Eski başbakan ve AK Parti eski Genel Başkanı Ahmet Davutoğlu'nun her gün birilerini adeta tehdit ederek açıklamalar yapmasını üzülerek izleyenlerdenim. Neticede hem mesleğine hem de ülkesine hizmet etmeyi amaçlayan bir kişidir Davutoğlu...
İhraç yardımı
Ancak bu açıklamalar yüzünden giderek sözleri ağırlığını yitiriyor ve Davutoğlu sıradanlaşıyordu.
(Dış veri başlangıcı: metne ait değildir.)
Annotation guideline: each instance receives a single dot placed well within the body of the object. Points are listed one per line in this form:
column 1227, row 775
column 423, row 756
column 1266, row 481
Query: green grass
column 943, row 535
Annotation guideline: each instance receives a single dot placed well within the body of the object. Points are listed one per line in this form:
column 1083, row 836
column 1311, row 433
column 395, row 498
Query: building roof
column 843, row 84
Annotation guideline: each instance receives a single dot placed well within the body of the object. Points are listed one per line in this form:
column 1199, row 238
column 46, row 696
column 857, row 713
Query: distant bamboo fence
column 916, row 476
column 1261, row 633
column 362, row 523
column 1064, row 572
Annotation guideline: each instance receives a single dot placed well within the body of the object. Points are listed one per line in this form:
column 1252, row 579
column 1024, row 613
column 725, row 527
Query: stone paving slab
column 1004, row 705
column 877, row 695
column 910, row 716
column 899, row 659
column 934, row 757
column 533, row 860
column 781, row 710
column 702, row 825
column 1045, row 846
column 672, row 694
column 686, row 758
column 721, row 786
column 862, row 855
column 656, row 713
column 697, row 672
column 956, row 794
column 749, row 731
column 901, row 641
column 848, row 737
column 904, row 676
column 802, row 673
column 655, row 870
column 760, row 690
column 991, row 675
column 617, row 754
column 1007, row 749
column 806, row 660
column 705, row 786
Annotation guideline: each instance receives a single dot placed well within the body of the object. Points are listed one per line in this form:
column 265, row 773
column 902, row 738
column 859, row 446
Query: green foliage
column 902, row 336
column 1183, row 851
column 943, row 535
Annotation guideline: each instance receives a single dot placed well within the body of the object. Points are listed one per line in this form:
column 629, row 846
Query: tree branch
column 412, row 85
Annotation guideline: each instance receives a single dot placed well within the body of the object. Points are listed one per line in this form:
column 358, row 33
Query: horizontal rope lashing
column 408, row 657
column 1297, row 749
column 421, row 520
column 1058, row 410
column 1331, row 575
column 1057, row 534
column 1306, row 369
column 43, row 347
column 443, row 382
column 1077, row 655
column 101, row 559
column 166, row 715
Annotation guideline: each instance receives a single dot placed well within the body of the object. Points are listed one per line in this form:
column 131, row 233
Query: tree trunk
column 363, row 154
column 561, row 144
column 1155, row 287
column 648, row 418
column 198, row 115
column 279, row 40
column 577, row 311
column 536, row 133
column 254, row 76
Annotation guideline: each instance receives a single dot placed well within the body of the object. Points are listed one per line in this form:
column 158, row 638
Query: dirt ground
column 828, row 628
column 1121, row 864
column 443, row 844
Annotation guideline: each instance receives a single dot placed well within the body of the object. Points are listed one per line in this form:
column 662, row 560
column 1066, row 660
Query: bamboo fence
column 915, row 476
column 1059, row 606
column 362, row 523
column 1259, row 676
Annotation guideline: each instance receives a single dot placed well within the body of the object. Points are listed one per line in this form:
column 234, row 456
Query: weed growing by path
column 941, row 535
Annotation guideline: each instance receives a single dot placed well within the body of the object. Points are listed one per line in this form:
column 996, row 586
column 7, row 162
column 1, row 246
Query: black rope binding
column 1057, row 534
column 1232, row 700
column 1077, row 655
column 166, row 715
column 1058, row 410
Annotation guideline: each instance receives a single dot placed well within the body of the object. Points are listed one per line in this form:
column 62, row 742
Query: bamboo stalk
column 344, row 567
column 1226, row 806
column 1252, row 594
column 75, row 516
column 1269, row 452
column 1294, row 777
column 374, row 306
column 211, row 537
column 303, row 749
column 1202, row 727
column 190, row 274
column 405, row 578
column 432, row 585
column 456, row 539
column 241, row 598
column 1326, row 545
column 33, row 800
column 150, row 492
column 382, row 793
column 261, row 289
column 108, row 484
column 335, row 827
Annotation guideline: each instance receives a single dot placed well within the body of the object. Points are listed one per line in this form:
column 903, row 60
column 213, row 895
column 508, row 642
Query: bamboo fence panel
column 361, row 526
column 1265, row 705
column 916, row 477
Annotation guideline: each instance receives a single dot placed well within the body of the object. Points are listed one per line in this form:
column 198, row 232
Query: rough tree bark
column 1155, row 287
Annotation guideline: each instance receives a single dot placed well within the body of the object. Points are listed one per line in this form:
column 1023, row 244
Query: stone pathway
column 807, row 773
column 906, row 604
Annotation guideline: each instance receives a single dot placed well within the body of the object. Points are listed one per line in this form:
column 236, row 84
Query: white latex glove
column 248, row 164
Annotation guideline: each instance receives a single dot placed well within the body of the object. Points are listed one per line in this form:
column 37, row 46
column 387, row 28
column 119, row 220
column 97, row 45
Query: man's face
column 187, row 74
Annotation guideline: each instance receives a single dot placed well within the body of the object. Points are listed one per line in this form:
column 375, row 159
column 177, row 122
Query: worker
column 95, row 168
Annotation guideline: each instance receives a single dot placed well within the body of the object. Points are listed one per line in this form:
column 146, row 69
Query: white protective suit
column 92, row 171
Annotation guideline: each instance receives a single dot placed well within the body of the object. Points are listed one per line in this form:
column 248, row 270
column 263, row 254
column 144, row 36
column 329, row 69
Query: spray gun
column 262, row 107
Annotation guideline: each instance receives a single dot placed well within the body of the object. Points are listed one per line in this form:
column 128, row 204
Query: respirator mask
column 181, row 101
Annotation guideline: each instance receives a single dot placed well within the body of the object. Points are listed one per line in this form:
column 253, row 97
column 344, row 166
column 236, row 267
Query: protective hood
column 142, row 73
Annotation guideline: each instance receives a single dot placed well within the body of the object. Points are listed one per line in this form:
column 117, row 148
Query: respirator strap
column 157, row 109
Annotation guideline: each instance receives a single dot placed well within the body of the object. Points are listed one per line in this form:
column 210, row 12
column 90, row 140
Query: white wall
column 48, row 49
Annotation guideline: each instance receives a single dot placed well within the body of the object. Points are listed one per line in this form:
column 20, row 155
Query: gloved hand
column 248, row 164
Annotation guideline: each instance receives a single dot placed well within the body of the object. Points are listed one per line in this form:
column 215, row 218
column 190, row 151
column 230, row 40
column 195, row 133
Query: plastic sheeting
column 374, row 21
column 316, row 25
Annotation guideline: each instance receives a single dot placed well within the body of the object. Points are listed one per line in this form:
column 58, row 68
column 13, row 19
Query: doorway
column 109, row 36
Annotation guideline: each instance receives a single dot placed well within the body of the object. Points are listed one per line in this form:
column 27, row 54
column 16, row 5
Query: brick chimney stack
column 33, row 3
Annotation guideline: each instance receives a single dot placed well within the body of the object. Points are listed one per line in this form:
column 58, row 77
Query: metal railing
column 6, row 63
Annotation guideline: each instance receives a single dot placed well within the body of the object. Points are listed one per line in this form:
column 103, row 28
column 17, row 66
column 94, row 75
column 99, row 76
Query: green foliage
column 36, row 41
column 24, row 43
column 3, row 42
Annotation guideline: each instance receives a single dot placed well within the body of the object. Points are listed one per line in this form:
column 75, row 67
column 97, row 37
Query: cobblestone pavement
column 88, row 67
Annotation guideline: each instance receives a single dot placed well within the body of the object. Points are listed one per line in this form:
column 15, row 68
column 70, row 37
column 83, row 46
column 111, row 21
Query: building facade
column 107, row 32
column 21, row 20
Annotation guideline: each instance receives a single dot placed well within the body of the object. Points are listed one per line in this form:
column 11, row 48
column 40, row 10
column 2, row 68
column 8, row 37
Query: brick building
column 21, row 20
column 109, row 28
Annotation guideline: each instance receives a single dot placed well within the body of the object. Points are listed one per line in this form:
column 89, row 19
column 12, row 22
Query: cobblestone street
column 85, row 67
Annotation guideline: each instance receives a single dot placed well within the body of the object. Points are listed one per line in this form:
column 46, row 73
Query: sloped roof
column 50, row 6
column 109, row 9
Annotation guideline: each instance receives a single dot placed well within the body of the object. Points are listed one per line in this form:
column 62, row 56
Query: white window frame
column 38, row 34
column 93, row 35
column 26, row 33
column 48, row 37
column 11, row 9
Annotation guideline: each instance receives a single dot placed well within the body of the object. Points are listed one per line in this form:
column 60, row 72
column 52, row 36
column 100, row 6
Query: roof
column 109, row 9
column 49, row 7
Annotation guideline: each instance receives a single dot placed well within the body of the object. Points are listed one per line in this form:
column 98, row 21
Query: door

Onu bekleyen en büyük tehlike ise sonunda ciddiye alınmaması ve kronik bir huysuz siyasetçi görünümüne sokulmasaydı. Bereket Cumhurbaşkanı Tayyip Erdoğan vefasız ve kıymet bilmez bir insan değil... Davutoğlu'nun çok konuşma merakının onu hangi noktalara götürebileceğini gördü ve Davutoğlu'nun AK Parti'den ihraç edilmesi istenilerek, daha da fazla dibe vurmasının önüne bir noktada geçildi.
İhraç gerekçesi
İhraç istemi Cumhurbaşkanı ve AK Parti Genel Başkanı Recep Tayyip Erdoğan başkanlığındaki Merkez Yürütme Kurulu (MYK) toplantısında alındığına göre, bu karardaki Erdoğan katkısı herhalde tartışılamaz. MYK toplantısında, Ahmet Davutoğlu, Ayhan Sefer Üstün, Abdullah Başcı ve Selçuk Özdağ'ın, 'AK Parti İçtüzüğüne aykırı eylem söz ve davranışlarda bulundukları' gerekçesiyle oy birliği ile partiden kesin ihraç talebiyle Merkez Disiplin Kurulu'na sevk edildiler.
Mehmet Ali Şahin konuştu
Söz konusu ihraç talepleri hakkındaki sağlıklı bir yorum Cumhurbaşkanlığı Yüksek İstişare Kurulu üyesi Mehmet Ali Şahin'den geldi. Mehmet Ali Şahin, AK Parti'den ihracı istenen eski Başbakan Ahmet Davutoğlu'nun, genel başkanlığı döneminde birçok kişinin ihracının altında imzası olduğunu söyledi. Şahin, "Dolayısıyla işin başındayken farklı, sade üyeyken farklı davranmak doğru değildir" dedi.
Parti kuran ayrılır
Mehmet Ali Şahin, şunları söyledi: "-Bu arkadaşlarımız zaten parti kurma çalışmaları içinde olduklarını her seferinde söylüyorlardı. Böyle bir karar verdikten sonra partiyle üyelik ilişkisinin devam etmesi son derece yanlış olurdu. Nitekim yine başka arkadaşlar da başka parti kurma çalışmaları içinde ve onlar istifa etti. Parti kurma çalışmalarını yürütüyorlar. Bu arkadaşlarımızın istifa etmemiş olmamaları bana göre kendileri açısından yanlıştı."